COLOGNE, Ger. - Jimmy Howard couldn't help but grin when asked about the alternate captain 'A' on the shoulder of Dylan Larkins' jersey at the 2017 IIHF World Championship.
"Well, he's a vet," Howard said of Larkin, his 20-year old teammate on the Red Wings and the U.S. men's national team. "It's his third time being over here (playing for the U.S.) … he's got the most games on the team, I think."
That's not entirely accurate, but Howard's not far off.
Larkin may still have a baby face, but he's a grizzled vet when it comes to international play. Since turning pro in 2015, this is the second time Larkin has played for the U.S. in a world championship and third time he's participated in an international competition. He also played for Team North America during the 2017 World Cup of Hockey, which was comprised of elite young American and Canadian players.
In other words, Howard's point is right on target. Larkin has earned his 'A.'
"What an honor for him to be over here and be part of the leadership group," said Howard, who's also competing in his second world championship. "I don't think he really has to do that in Detroit. We've got such great leadership with (Niklas Kronwall), (Henrik Zetterberg) and (Justin Abdelkader), so he's a little more reserved there. Here he's a little more vocal, and it's really great to see."
It might also be training for a different role with the Red Wings in the future.
Larkin is still three months from his 21st birthday, so he could wear a Red Wings uniform for years to come. It doesn't take much to envision that uniform having a letter stitched to the shoulder someday.
Until then, he'll continue learning by watching veteran teammates in Detroit and gaining from experiences like this one.
"With the year I had, where things didn't go as I wanted, coming here and being a leader is valuable experience," said Larkin, who had 17 goals and 32 points in 80 games this season. "You also learn things from guys like Henrik Zetterberg, Niklas Kronwall, Justin Abdelkader, Pavel Datsyuk … you see those guys and the way they lead, and they're not any different. They're not trying to be a hero. They come to the rink and work. That's something I've tried to bring over here, and it's something I'll carry for the rest of my career."
That work ethic is a big reason Larkin got this alternate captain role with Team USA. It helped that Red Wings coach Jeff Blashill is running the bench for the U.S., but that wasn't the lone reason for his captain decisions.
Blashill also consulted those familiar with Larkin's previous stints on Team USA.
He spoke with Jim Johansson, USA Hockey's assistant executive director of hockey operations, and also called New Jersey Devils coach John Hynes - who coached the U.S. in the world championship last year.
"I asked them for their input on leadership, and a number of people said Dylan was somebody they felt deserved to wear that letter," Blashill said. "I know his leadership ability from Detroit, obviously, but he's a great young guy. I'm just real happy with the way he's playing."

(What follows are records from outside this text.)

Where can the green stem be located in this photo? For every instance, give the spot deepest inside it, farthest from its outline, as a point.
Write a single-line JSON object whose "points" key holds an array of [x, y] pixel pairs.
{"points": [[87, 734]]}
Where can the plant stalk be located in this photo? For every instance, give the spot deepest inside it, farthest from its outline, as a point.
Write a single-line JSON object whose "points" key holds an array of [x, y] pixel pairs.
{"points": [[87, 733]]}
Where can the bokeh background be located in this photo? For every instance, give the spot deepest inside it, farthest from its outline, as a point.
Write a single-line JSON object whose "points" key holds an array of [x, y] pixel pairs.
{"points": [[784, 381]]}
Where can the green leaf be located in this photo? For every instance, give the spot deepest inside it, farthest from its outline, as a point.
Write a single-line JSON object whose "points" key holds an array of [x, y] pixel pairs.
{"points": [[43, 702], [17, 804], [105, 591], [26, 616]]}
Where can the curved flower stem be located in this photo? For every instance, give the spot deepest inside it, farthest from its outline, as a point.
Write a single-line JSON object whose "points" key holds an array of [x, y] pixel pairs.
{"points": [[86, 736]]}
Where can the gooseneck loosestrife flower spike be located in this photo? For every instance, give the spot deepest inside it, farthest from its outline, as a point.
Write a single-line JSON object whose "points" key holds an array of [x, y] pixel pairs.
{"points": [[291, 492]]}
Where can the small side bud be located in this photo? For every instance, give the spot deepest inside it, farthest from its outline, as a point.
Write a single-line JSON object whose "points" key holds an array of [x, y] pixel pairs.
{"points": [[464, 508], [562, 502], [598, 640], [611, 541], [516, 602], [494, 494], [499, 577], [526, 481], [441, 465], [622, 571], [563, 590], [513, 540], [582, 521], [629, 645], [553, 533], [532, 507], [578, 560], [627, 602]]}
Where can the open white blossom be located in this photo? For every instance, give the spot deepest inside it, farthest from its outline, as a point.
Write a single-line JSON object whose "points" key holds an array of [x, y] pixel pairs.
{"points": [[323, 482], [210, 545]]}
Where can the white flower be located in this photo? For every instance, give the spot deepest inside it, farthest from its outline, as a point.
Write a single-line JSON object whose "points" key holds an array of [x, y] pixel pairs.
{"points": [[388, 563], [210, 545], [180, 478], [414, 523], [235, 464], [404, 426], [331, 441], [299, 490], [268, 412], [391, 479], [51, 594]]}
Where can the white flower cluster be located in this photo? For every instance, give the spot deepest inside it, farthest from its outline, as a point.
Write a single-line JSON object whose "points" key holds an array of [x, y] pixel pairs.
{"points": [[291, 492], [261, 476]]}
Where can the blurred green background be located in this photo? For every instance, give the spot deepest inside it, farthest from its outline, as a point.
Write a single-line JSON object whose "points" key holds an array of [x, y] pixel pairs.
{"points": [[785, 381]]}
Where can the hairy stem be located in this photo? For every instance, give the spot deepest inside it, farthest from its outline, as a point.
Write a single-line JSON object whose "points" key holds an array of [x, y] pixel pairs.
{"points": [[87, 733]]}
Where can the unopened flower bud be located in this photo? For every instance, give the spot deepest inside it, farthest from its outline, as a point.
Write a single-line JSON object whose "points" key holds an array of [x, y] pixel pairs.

Larkin is off to a great start in this tournament, racking up seven points through the first four games of preliminary play in Pool B (all assists). He's centering the second line, playing with New York Islanders forward Brock Nelson, Chicago Blackhawks rookie Nick Schmaltz and one game with Colorado Avalanche forward J.T. Compher - Larkin's roommate in Cologne and former teammate at Michigan.
Larkin's speed has given opponents a tough time thus far, and he's shown a high skill level while setting up goals.
It doesn't erase the sting of the Red Wings missing the Stanley Cup Playoffs or the minus-28 rating Larkin finished with this season, but he's enjoying the recent success.
"It's a long summer, and I had a bitter taste in my mouth from the season," Larkin said. "Every time you get to wear this jersey it's an honor, so I just wanted to come over here and finish my season off on a positive note."
He's well on his way, according to Blashill, who's seen a lot to like from Larkin this season.
"He had a hard year, but I think he really grew as a player," Blashill said. "He does everything right now. He comes to the bench hard and stops on pucks. His shifts are the right length. He does everything it takes to be a successful player, so I'm real proud of him as a hockey player."
He's not bad as an alternate captain, either.